Threads, Blocks & Grid in CUDA

Hi All,

 How the threads are divided into blocks & grids. And how to use these threads in program's instructions?

For example, I’ve an array with 100 integer numbers. I want to add 2 to each element.
So this adding function could be the CUDA kernel.

My understanding is, this kernel has to be launched using 100 threads. Each thread will handle one element.

How to assign each array index to a CUDA thread?

The kernel instruction will be something like:(as seen from documents)

index = threadidx + BlockDim.x * BlockIdx.x …

Can some one explain practically how the 100 elements gets assigned threads & blocks?

Thanks

RTFM

cuda C programming guide
cuda C Best Practices guide

Hello,

Each thread will give a unique index. In order to make all elements add you would submit something like this

vector_add<<<1,100>>

This would mean one block with 100 threads

or you could submit

vector_add<<<100,1>>

this would be 100 blocks with 1 thread 1.

In practice you submit it like this

vector_add<<<N1,N2>> with N1*N2>=100 and you tune N1 and N2 for speed/efficiency.
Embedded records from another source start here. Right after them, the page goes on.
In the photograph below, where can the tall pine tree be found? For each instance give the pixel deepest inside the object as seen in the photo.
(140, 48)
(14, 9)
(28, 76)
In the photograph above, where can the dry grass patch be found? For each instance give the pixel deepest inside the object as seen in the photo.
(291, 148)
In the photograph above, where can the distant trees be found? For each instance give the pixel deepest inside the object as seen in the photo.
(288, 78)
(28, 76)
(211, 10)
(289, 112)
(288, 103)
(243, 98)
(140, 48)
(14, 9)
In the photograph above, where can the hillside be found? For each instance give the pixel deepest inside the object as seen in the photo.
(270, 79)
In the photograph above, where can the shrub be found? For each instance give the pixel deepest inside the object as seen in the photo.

I suggest you to read the book CUDA by example it is a very good book and it will take you 2-3 days. It explains all this in a very good way.

Cristian

http://developer.download.nvidia.com/compute/cuda/4_0/toolkit/docs/CUDA_C_Programming_Guide.pdf

http://developer.download.nvidia.com/compute/cuda/4_0_rc2/toolkit/docs/CUDA_C_Best_Practices_Guide.pdf

I think the fundamental flaw in your understanding is assuming a coupling between the data and the threads. Each grid consists of a number of blocks (which can have up to 3 dimensions). Each block in turn is composed of threads (which also can have up to 3 dimensions). You have to specify the grid and block dimensions when you invoke your kernel. Also as a word of advice, aim for multiples of 32 (you might not care why yet, but it’s because warps (the smallest atomic unit of threads to execute your code) are in groups of 32 threads). Inside your kernel, each thread will execute your function, and are independent of any data you’re passing in to your function (i.e. there’s no tight coupling between threads and data). You can figure out the thread identities based on its threadIdx and blockIdx values, and use this value in your function logic (if it needs it).

Also, there’s no mandate that you need 1 thread per array element. Depending on your application (and yours has very low arithmetic complexity) it might be more efficient to NOT have 1 thread/element.